Upaya ini menuntut optimalisasi peran SKK Migas dan Kontraktor Kontrak Kerja Sama (KKKS) dalam mengatur dan mengelola lapangan-lapangan eksisting maupun mencari potensi cadangan baru.
Data SKK Migas menunjukkan, hingga pertengahan 2025, pengeboran sumur pengembangan sudah menyelesaikan 409 sumur atau meningkat 14 persen dibandingkan periode yang sama 2024 sebanyak 358 sumur. Kegiatan workover telah menyelesaikan 517 sumur atau meningkat 6 persen dan kegiatan well service mencapai 20.644 kegiatan atau naik 12 persen.
Butuh Dukungan Pemerintah
Ali mengingatkan, semua upaya tersebut tidak akan berjalan optimal tanpa dukungan penuh dari pemerintah. Ia menyoroti karakteristik industri hulu migas yang padat modal, padat teknologi, dan memiliki risiko yang sangat tinggi, baik dari sisi finansial, hukum, maupun keselamatan kerja.

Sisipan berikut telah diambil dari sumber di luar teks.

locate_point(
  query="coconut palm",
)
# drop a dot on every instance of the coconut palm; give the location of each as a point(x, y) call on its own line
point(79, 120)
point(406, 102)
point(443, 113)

"Dengan situasi seperti ini tidak banyak investor yang kemudian berani mengambil risiko. Agar investor ini berani maka pemerintah perlu memberikan kepastian hukum. Selain itu perlunya penyediaan insentif fiskal, seperti pemotongan pajak, untuk menarik lebih banyak minat para investor," pungkas Ali.